The starting point in English Law is that individuals are entitled to leave their Estate to whoever they choose (known as testamentary freedom).  Testamentary freedom is however subject to certain restrictions and one of those is the 1975 Act which allows spouses, children or other dependents of a Deceased to claim “reasonable financial provision” in circumstances where the court deems the provision left for them under the will to be unreasonable.  The 1975 Act allows the judge hearing the claim quite a wide discretion to decide what constitutes reasonable financial provision by reference to a list of factors, including the size of the Estate, the conduct of the individuals involved and the various demands on the Estate. However, any provision is limited to awards of maintenance, a standard which is not defined in the 1975 Act, but which is calculated by reference to the specific facts of the case.

This case has been flip-flopping through the appeal courts since 2007.  The first instance judge found that C’s straightened circumstances, the absence of other demands on the Estate and D’s unreasonable conduct towards C warranted an award of £50,000.  This decision was reversed and then re-reversed on appeal, with a 2011 appeal upholding the original award of £50,000.

In the eyes of many practitioners, the 2011 judgment was the leading authority on claims by adult children and confirmed the established rule that the way in which the trial judge decides to exercise his/her discretion under the Act should not be interfered with lightly.

This latest decision appears to cast doubt on that proposition, with the Court of Appeal judges finding that the original judge made many errors when carrying out his original quantification of the award, including:

  • seeking to make an award that replicated C’s existing state benefits;
  • failing to assess what C might reasonably require for her maintenance other than by analogy with state benefits;
  • ignoring the fact that half of the estate came from a life insurance payment following the death of C’s father;
  • failing to take account of C’s expenditure on rent; and
  • failing to get to the bottom of how any award would affect C’s state benefits. 

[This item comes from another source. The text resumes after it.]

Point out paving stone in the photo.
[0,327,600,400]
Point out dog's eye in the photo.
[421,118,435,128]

By re-assessing the relevant facts and applying the provisions of the 1975 Act, the Court of Appeal found that C’s award should increase to £143,000.

The implications for our clients

This is arguably a landmark change to the legal landscape in this area.  Not only is it likely to increase the risk of claims by disinherited adult children, it may also make it easier for claimants to challenge awards that they don’t like.  That said, it is possible that the ruling could yet again be reversed by an appeal to the Supreme Court by the charities    

Furthermore, even if the decision stands, its effect should be approached with caution.  The media have already begun to significantly overplay the implications of the case on testamentary freedom, and it risks being misinterpreted as amounting to effective forced heirship.  This is entirely incorrect – even after this decision claims under the 1975 Act by adult children remain highly fact specific and there is no automatic right to inheritance, even for children with necessitous financial circumstances.

The best way of minimising the risk of a claim is to talk the situation through thoroughly with your trusted advisers at an early stage and where possible address the situation head on through a combination of effective Estate planning and communication with the family members (and where appropriate the charities involved).

Charities perhaps face greater challenges given the adverse PR that will follow this ruling and a number of other adverse decisions in recent years.  Charities are in an awkward position; their obligation is to seek to maximise the value of assets in their hands, and that can mean challenging claims under the 1975 Act, even in the face of adverse publicity.  But it must not be forgotten in this case that the charities still stand to receive 2/3rds of Mrs Jackson’s Estate, and legacy giving remains an entirely appropriate way of leaving all or part of one’s Estate in the right circumstances.